I’ve been sort of annoyed by this lately, I think some of my more cheerful thoughts are as interesting, if not more so, than my melancholic fifteen year old one’s, but I have far more trouble getting them down on paper. One way in which I aim to remedy this is in perhaps seeking out some happier poets. I’ve read a bit of Walt Whitman and he certainly seems to have things figured out, but overall it’s a little tough finding the elusive happy poet.

It’s got me curious as to what the poetry of a really confident and stable writer would look like. The poetry of popular high school football or soccer players for instance. The stanzas of well adjusted people enjoying their day to day existence. The poetry of someone who, wouldn’t generally be seen as someone in need of poetry. If anyone has any recommendations I’d love to check them out and hopefully draw some inspiration from them.
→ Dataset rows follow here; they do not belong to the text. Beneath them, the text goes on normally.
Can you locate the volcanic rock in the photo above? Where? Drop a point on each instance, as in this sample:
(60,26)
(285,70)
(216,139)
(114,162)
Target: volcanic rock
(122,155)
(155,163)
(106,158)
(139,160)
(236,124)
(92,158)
4 Replies to “Happy poetry”

  1. Hey Henry,
    I’ve thought about this a lot! I was a little bit depressed in high school (though never clinically diagnosed, though I did go to therapy) and I wrote a lot of poetry then. I’m a lot happier, content, and more fulfilled now, and I find it hard to write poetry about my feelings of joy and contentment. It seems easier to write poetry when I’m in a sad place, and I find it much harder to write poetry now, though I have many more tools at my disposal.

    So I don’t have much in the way of suggestion, but something I’m learning is that it’s best to be honest in my poems. Readers can smell feigned sadness/discontentment from a mile away and they really don’t like it. I’m glad that you don’t feel as lonely now as you did in high school; that’s something to celebrate! Let your poetry be a celebration, but most importantly, let it be honest. When I try to write things disgenuinely they often fall flat.

  2. Henry,

    This might sound clinical, but I think of poetry as a means of articulation. I think that effective writing organizes, nuances, or otherwise clarifies thought.

    I consider this approach to be a means of allowing for the possibility of positivity. As for reading suggestions, Ross Gay’s “Catalog of Unabashed Gratitude” is a good place to start. I love Rita Dove’s “Heart to Heart.” Pablo Neruda’s “Love Poem XIV” is such a classic.

    There’s always Charles Bukowski’s “One For Old Snaggletooth.” Yes, I know Bukowski is contentious, but I still think it’s a sweet poem. Czeslaw Milosz’s “A Gift” will always be near and dear to me. Paige Lewis a contemporary poet who has really mastered poems that spark wonder, joy. I absolutely love “Reasons to Wake You.”

    An addendum: it’s interesting that you ask what the poems of a “confident, stable writer would look like.” One writer I know is a fairly prominent poet who is, in every respect, popular and well-adjusted — he also models frequently. But, I haven’t suggested his work because I wouldn’t categorize any of it as particularly “happy.” His work is interrogative and, yes, full of emotion, but it’s emotional register is something that I think both you and I can access.

    Poems about joy, poems that are joyful, I think you’ll find, are rare. Poems about joy that aren’t also about love, even moreso. It’s difficult isn’t it, to characterize joy in a unique way — it feels so homogenous. As Tolstoy famously wrote, “All happy families are alike; every unhappy family is unhappy in its own way.”

    Sadness is easy to personalize — joy isn’t. But I think you could do it.

    In my opinion, this phenomenon has nothing to do with being “well-adjusted” and everything to do with our inability to appreciate, elevate happiness.

    So often, we shy away from gratitude and warmth. It comes from a place of insecurity. To paraphrase The Perks of Being a Wallflower, it’s difficult to accept what feels undeserved. We embrace sorrow because we feel that this is the lot we’ve earned. Let’s change that.

    And it begins by believing in, practicing radical joy.